# Fireplace wall ideas



## harleysilo (Jun 19, 2006)

Davidb6 said:


> I have a 16’ wall with a brick fireplace in the middle.
> 
> Would like to put a TV on one side and a (liquor) storage cab on the other but would like everything hidden in cabinets.
> 
> ...


You gonna build this yourself? You have cabinet making equipment and skills?


----------



## Davidb6 (Jan 28, 2009)

Yes I will build it myself but will use pre-made cabinet doors. 

The only solution I can come up with is either wainscoting or open shelving on the bottom with cab on the top.



*
*


----------



## cocobolo (Dec 16, 2008)

Do you plan on having the cabinet fronts line up with your fireplace? Or recessed a little? Or protruding? How much actual space is on either side of the fireplace. I imagine the space is equal on both sides?
Is there anything else in the room you would like to match your cabinetry to?
Is there a reasonable amount of brickwork on the sides of the firebox opening?
In other words, you need to be certain that your woodwork is sufficiently far away from the fire!
Lots of questions.
The only suggestion I would make without knowing what you want, or what the rest of the room looks like, would be to try and keep the cabinetry fairly smooth. IMHO too much fancy trimwork and gimicry looks just that, gimicky.


----------



## sausagefingers (Nov 16, 2008)

Here are two examples that I could find. The first one I actually built and the second I was "supervising" the build with a friend that I was trying to help out. But you can't really tell how horrible it really is by the picture, other than the handcut corner blocks on the cabinet.:laughing:

On a side note though, the second one is Desmond Mason's house from the OKC Thunder...haha


----------



## Darylh (Jan 2, 2006)

Just type in Fireplace surrounds or fireplace built ins on your search engine and click go. You will get lots to look at.


----------



## Davidb6 (Jan 28, 2009)

A couple concerns - 
1, I would like it to match with the changes we made to our porch (hope attachment works)
2, I want the TV in the wall so cab on the bottom and shelves on the top will not work...this is all I find.









Thanks


----------



## Davidb6 (Jan 28, 2009)

Additional info (after seeing the dark pic)

1, 3 season porch was just converted over to living space.
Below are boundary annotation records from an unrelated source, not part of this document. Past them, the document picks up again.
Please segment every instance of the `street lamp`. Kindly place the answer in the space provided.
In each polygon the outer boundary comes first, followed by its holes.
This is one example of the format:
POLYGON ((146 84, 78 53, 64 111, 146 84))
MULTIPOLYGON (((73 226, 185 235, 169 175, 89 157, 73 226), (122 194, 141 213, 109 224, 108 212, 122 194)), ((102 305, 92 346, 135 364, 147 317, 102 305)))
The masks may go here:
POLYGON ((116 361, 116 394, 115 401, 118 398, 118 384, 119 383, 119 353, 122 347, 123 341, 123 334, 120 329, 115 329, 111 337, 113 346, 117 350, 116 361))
Pic is taken from the porch looking into the fam room

2, Paneled wall has a brick fireplace in the center. 

3, Behind the paneled wall is the garage which I can take a foot on the far side and 3 feet on the near corner.


----------



## cocobolo (Dec 16, 2008)

OK, so what you are saying is that you could use a recess in the wall if necessary for your cabinetry. Is that right. That wall is likely a bearing wall, so should you be removing any studs, you will find it necessary to install a header across the top of the wall. Not a difficult job.


----------



## Davidb6 (Jan 28, 2009)

I have access to the unfinished attic above it and it is not a bearing wall. I will treat like one, but it is not. 

I would also like to build-out the center of the wall (about 4") just to give it more detail when it's trimmed out. 

I have never seen a fireplace wall with shelving or cabs on the bottom and cabinets on the top...always vise versa. 

Yes I do have the ability to recess a 12" cab on the top and on the bottom but not sure this will look right. That's why I'm looking for pics and ideas


----------



## cocobolo (Dec 16, 2008)

Well, since it is not a bearing wall, that makes life a little easier for you.
I cannot say that I have ever seen the cabinet/shelves done in reverse either.
But you will not have the top cabinets sticking out any further than the bottom shelves, right?


----------



## Davidb6 (Jan 28, 2009)

Yes, bottom sticking out a little further, a couple different ideas -

1, Cab on the bottom sticking out about 6" (1/2 in fam room, 1/2 in garage) with trim on the top. Above them, flush with the existing wall, would be two large recessed cabinets. 

2, A paneled type wall (see pic) with "hidden" cabinet doors on the top and only the pnl on the bottom.


----------



## cocobolo (Dec 16, 2008)

Something like that would appear to be in keeping with what you have at your house already.


----------